CERTS stands for the Consortium for Electric Reliability Technology Solutions, and was multi-year collaboration funded by the U.S. Department of Energy's Office of Electricity. It brought together several national laboratories, universities and industry partners, including American Electric Power, which operated the test bed.
The basic idea was to develop a microgrid capable of operating using decentralized, autonomous control algorithms in order to allow active elements to operate in coordination.
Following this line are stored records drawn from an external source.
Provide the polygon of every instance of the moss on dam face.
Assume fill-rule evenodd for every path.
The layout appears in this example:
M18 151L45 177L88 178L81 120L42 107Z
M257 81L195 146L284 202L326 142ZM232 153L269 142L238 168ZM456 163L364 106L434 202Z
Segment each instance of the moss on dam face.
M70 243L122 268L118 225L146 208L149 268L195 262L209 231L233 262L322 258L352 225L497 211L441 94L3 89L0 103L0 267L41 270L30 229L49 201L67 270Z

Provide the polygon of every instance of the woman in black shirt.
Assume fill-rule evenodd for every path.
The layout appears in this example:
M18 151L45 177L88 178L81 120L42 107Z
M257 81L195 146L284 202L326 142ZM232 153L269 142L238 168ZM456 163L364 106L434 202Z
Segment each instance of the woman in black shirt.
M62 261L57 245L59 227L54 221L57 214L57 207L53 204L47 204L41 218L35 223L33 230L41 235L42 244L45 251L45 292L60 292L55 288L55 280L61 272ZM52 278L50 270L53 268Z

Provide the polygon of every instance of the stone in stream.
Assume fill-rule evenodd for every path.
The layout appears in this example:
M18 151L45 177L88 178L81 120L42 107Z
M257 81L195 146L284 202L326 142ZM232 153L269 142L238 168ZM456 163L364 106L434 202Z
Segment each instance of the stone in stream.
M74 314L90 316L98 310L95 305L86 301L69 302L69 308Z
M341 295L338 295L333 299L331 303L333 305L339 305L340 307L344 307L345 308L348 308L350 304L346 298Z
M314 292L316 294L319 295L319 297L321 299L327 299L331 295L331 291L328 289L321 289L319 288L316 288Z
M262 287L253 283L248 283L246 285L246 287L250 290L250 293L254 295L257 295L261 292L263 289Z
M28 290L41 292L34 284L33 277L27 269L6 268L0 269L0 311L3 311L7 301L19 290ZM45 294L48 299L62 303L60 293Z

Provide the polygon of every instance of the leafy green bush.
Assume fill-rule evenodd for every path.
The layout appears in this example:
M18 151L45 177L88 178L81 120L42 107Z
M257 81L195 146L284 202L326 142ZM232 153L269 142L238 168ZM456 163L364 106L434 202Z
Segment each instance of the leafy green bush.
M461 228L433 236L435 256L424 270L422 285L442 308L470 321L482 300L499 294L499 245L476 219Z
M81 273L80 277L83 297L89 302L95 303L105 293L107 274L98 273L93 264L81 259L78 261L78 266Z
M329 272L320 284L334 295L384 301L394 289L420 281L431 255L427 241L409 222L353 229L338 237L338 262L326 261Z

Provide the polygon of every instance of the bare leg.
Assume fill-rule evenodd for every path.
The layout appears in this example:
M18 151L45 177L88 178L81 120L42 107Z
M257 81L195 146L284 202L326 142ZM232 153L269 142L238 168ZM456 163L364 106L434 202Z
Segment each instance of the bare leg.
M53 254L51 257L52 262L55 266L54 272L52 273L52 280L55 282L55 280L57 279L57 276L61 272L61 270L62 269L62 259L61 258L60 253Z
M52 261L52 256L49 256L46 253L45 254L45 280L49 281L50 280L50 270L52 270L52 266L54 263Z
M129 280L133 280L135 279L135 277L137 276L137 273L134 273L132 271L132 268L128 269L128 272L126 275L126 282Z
The approach can reduce the costs of some microgrids, a final report on the project concluded, by eliminating the need for a master controller or central storage unit to set voltage and frequency.
Microgrids rising
Microgrid deployment is on the rise — in the fourth quarter of 2018, Navigant Research identified 2,258 projects representing more than 19.5 GW of planned and installed power capacity around the world.
At the same time, data from the National Renewable Energy Laboratory shows controller costs per megawatt range from $6,200 to $470,000, with a mean of $155,000. That's a wide range, but NREL also noted that controller costs "show a generally downward trend as capacity increases for projects with capacities of 2 MW or more."
"I hear more and more complaints that microgrids are too expensive," Lasseter said. But the CERTS approach to grid control can help lower costs, particularly for smaller systems.
The research focused on developing new methods for coordinating the operation of both directly-coupled distributed resources (like synchronous generators) and inverter-coupled sources (often solar, wind and energy storage).
"As a result of these innovations, autonomous control lowers the total cost of a microgrid compared to other designs because autonomous control greatly reduces the site-specific costs of commissioning and maintaining grid-independent operations," according to the project report, which was published in September.
Those costs are "significant," the report found, particularly for smaller microgrids with an aggregate installed generating capacity up to 20 MW. "Lowering these costs greatly improves the economics of smaller-scale microgrids," the report found.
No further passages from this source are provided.